Why would you spend time building a platform when these SaaS companies already exist? Because if it’s to save money, check how long it takes you, then look at your hourly rate.

…then think about how you could have been growing your business instead of building a platform to save $15/month.

You Don’t Have the Domain Knowledge of Running a Specific Platform

The last reason to go with a SaaS is that you have no idea how to run some specific platform or product. Let’s look at ESPs again.

This is all ConvertKit does. They know how to make sure their customers aren’t experiencing deliverability issues. They know how to optimize their servers so said servers aren’t crushed under the weight of sending hundreds of emails at once.

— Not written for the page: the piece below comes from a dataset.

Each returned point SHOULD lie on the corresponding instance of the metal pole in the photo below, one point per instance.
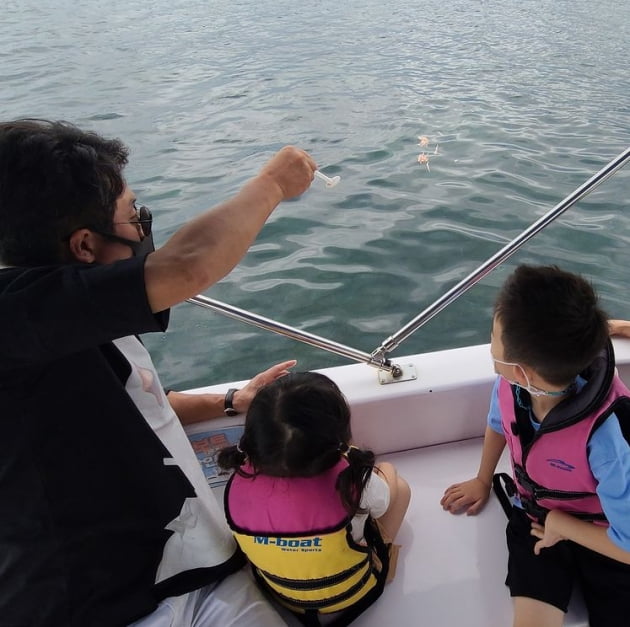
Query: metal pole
(509, 249)
(296, 334)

And they know how to make sure you’re complying with local email and privacy laws.

Do you know about any of that? Probably not.

Maybe you could learn it with experience. The same experience that comes with discovering what features you need custom built.

But until then, you should leave those crucial parts of your business to the professionals. Let ConvertKitTeachable, and Shopify worry about how to implement email sending, online course delivery, and eCommerce. In the beginning, you’ll be so busy learning your own business that it will be nice not having to also wonder why your WordPress-sent email is going to spam and no one is seeing your promos.

After all…at 22 and fresh out of college, did you really want to spend your precious weekends repairing an HVAC (or worse, paying $10,000 to have one replaced), when a landlord could have been worrying about it?